Same-sex borrowers, despite being "less risky overall," are 73% more likely to be denied when applying for a mortgage loan, according to a report published in May in the journal Proceedings of the National Academy of Sciences. Mortgage interest rates for those applicants are 0.02% to 0.2% higher on average, which could add tens of thousands of dollars in repayments over the lifetime of the loan, the study found.
"I can walk into a bank or credit union and apply for a loan or credit card or savings accounts and frankly, no problem," Meyers said, according to Bloomberg. "If I walked in to the same institution with my husband, we can come across different responses and welcome."
Superbia aims to provide more favorable rates and remove fees by investing profit into the operation of the credit union, according to its website. It also looks to " award up to 30% of profit directly to LGBTQ organizations, initiatives and community needs."

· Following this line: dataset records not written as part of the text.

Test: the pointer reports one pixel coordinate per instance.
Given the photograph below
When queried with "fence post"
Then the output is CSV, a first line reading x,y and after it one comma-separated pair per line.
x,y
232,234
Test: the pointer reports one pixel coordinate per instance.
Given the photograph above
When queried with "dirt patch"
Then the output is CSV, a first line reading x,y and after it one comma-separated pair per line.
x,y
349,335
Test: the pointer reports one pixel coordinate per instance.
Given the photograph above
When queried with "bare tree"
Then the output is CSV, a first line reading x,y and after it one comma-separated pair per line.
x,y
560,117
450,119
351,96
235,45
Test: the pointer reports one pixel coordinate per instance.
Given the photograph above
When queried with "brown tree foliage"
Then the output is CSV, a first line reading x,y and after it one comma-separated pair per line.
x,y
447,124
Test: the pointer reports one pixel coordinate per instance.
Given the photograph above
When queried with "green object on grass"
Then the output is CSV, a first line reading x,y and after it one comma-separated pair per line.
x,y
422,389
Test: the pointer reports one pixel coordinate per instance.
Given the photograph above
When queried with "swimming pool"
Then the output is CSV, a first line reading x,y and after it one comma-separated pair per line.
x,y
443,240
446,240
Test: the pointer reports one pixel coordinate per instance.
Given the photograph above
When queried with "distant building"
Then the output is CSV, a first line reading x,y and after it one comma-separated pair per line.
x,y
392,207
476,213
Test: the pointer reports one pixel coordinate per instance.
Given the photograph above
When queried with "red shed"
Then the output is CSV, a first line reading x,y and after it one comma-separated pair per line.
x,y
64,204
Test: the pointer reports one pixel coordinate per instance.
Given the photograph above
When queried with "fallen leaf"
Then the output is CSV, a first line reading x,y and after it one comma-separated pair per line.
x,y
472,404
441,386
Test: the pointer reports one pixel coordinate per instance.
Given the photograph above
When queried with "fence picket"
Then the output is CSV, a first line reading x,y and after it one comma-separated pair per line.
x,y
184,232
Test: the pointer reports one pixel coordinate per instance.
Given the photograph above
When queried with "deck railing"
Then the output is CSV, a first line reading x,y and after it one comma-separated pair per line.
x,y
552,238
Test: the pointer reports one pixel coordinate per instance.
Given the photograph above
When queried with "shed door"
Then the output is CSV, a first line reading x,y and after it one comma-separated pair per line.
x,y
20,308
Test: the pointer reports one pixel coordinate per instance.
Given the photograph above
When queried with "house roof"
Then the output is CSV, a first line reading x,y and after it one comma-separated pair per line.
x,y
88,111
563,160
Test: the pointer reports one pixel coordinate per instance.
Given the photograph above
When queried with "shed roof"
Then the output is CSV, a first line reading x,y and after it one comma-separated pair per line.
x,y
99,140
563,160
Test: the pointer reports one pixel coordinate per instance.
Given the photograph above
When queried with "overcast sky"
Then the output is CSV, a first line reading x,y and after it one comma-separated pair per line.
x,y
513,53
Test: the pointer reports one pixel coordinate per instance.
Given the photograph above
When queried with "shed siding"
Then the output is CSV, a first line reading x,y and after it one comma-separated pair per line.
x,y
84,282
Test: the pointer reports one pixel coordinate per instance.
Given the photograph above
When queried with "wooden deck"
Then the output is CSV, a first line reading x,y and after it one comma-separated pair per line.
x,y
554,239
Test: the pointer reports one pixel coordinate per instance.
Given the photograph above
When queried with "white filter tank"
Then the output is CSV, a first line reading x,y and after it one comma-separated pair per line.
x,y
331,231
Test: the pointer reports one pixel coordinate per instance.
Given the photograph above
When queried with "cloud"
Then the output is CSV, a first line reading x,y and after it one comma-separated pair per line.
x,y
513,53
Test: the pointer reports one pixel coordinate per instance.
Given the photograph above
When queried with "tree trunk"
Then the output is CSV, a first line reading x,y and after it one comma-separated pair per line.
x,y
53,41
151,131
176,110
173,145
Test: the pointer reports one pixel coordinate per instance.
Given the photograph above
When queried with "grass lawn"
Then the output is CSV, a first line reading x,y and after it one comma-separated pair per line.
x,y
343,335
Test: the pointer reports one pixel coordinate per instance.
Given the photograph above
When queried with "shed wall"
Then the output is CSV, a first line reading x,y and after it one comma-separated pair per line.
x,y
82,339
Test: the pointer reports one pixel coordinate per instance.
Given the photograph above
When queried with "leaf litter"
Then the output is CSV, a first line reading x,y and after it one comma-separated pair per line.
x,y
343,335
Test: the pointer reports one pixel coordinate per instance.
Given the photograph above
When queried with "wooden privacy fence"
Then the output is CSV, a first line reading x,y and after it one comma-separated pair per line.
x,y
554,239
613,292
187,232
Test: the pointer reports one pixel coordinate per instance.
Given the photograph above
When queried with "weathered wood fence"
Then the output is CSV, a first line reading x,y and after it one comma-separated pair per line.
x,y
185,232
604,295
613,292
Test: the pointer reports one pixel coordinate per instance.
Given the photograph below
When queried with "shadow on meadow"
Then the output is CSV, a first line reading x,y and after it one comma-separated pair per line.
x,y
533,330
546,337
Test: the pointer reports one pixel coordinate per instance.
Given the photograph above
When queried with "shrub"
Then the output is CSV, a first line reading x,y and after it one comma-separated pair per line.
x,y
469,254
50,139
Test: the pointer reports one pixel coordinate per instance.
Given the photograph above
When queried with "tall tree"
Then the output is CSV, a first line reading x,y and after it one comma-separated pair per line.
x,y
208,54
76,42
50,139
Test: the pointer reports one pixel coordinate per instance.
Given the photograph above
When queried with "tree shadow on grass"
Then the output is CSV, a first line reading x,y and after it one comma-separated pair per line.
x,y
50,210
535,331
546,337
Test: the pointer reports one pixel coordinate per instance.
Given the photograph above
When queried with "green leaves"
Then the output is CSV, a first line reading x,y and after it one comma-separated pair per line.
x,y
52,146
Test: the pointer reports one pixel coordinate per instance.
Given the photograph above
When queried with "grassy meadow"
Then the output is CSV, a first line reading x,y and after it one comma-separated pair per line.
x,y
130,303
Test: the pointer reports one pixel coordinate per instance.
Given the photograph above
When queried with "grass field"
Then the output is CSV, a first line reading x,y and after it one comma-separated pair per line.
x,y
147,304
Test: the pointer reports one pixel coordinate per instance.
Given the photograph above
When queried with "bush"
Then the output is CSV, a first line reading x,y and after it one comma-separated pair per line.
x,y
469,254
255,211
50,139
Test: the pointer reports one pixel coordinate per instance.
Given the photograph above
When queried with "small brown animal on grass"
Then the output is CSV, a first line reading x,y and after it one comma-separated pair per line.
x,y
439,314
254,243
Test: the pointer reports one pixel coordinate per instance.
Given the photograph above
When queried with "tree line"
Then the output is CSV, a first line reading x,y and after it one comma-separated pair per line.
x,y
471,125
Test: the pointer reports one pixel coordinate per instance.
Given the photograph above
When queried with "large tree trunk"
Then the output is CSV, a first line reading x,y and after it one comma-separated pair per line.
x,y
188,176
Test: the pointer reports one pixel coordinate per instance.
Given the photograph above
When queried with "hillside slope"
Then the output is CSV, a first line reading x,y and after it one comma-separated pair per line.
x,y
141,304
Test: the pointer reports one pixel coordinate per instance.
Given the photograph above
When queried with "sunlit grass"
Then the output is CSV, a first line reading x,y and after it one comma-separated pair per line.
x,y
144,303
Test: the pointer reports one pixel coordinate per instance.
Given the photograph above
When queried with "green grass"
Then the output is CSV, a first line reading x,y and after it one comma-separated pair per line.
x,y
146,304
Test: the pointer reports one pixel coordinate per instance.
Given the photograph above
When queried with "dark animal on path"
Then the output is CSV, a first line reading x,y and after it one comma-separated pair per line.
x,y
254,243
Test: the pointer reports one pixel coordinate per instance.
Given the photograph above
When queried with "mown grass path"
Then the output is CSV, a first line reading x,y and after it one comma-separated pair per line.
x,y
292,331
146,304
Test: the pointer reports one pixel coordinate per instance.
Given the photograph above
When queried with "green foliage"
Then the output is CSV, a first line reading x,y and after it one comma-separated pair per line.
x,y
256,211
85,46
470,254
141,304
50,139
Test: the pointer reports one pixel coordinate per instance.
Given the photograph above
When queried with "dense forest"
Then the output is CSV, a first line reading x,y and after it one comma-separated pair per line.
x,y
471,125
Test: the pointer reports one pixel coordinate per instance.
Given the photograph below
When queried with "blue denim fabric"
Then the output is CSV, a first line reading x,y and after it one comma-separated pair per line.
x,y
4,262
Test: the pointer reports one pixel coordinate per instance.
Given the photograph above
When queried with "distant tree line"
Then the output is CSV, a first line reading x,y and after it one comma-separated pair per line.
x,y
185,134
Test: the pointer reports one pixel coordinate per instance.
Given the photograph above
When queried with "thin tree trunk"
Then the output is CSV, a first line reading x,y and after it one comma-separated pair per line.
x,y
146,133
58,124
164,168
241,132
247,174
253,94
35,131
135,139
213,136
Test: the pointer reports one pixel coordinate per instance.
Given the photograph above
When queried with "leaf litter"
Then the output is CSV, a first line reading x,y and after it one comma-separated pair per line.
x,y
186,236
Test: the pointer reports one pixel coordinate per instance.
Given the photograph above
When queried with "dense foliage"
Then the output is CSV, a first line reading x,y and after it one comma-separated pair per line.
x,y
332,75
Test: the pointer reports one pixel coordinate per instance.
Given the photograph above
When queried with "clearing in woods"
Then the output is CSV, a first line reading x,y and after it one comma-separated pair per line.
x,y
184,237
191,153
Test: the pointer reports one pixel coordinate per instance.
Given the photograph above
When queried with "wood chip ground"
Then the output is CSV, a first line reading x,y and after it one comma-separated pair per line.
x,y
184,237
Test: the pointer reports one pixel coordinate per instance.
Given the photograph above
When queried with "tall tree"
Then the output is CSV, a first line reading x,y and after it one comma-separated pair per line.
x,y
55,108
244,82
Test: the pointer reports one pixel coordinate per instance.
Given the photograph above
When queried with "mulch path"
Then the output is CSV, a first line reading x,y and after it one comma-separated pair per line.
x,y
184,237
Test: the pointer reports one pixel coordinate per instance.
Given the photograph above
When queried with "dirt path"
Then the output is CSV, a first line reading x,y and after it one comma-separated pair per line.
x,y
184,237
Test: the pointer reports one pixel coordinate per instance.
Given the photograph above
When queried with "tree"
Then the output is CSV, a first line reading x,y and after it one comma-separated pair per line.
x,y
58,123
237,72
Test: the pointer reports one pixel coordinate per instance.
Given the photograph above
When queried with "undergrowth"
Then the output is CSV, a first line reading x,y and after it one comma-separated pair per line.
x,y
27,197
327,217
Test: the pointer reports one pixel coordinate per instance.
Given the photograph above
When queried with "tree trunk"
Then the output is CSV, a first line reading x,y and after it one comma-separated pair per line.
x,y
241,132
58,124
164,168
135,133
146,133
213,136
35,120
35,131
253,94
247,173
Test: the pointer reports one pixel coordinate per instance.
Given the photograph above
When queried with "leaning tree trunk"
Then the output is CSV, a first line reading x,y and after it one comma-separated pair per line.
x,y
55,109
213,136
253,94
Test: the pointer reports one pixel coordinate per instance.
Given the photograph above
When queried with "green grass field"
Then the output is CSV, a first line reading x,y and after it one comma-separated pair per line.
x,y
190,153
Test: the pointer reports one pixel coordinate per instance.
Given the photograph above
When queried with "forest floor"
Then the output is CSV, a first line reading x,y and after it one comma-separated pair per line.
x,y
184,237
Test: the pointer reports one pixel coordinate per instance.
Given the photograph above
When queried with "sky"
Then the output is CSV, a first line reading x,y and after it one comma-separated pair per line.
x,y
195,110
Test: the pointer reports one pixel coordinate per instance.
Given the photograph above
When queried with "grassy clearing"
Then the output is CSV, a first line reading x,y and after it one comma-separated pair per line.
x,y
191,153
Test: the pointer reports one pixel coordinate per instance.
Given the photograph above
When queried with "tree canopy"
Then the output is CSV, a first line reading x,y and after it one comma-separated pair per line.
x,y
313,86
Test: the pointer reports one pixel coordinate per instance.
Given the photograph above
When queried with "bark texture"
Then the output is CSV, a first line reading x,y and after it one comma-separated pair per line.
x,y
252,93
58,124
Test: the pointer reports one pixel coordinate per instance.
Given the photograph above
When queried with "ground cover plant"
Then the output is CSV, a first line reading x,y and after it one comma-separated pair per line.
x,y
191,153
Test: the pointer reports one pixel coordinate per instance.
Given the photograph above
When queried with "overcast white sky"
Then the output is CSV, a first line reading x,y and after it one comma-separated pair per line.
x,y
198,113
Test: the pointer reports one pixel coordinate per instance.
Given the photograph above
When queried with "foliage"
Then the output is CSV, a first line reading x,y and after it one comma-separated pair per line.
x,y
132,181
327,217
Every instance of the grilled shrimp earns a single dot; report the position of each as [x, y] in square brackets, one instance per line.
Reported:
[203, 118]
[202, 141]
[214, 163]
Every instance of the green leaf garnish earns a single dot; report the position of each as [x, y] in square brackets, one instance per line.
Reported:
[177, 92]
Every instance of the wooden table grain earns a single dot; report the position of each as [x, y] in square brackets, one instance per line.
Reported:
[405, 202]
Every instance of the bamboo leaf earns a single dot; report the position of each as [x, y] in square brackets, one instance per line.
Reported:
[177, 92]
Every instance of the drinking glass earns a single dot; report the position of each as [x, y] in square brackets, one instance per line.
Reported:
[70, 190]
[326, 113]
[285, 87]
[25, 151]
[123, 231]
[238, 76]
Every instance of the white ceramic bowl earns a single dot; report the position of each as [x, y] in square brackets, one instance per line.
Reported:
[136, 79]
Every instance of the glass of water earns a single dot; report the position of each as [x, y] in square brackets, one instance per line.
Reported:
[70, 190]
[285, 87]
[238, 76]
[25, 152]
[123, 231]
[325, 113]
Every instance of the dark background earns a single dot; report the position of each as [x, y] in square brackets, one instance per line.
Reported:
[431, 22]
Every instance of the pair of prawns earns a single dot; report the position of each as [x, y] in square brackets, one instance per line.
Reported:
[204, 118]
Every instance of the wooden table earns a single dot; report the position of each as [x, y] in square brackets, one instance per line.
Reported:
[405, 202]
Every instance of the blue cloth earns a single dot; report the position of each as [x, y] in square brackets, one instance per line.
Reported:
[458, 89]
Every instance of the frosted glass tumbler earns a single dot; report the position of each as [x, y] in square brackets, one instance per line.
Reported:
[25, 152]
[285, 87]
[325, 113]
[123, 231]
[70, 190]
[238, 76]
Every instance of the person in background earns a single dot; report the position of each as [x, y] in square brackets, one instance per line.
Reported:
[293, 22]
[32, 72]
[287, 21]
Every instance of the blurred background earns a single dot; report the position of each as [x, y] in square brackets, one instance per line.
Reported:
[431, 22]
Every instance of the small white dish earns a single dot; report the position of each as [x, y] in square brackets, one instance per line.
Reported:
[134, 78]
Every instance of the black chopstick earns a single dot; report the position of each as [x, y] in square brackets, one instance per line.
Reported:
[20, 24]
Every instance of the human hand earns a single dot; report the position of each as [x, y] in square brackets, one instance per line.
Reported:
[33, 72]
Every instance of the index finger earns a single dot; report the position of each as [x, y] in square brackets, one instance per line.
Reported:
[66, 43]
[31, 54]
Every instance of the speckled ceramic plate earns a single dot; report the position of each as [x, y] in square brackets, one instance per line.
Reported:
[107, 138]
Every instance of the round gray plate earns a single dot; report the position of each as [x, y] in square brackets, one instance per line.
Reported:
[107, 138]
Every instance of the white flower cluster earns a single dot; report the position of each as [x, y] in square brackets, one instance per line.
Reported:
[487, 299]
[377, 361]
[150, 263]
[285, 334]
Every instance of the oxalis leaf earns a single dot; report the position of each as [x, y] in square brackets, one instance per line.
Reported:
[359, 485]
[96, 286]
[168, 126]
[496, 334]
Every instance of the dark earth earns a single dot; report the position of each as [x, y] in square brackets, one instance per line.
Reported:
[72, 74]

Superbia isn't the U.S.'s first credit union focused on serving the LGBTQ community, however, according to Credit Union Times. That distinction may belong to the First Gay & Lesbian Credit Union in Dallas, which obtained its state charter in 1988, according to the National Credit Union Administration (NCUA). That credit union served 840 members and managed assets of $525,000; 54 loans valued at more than $337,000; and total shares and deposits of $442,996, according to its final NCUA call report. In 1997, the credit union was merged into Dallas Area Rapid Transit Federal Credit Union. That, in turn, was consolidated with the City Credit Union in Dallas in 2007, according to Credit Union Times.
Another LGBTQ community-focused financial institution is in the works. San Francisco-based LGBTQ Credit Union expects to submit a federal charter application with the NCUA this year and aims to open by 2023, Credit Union Times said.
Michigan state Democrat Sen. Jeremy Moss applauded entrepreneurs for filling a need in the LGBTQ community but bemoaned his state's lack of an anti-discrimination law. " It's burdensome that gay and trans Michiganders must depend on private businesses to take it upon themselves to provide equal treatment to employees and consumers," Moss told the Oakland Press.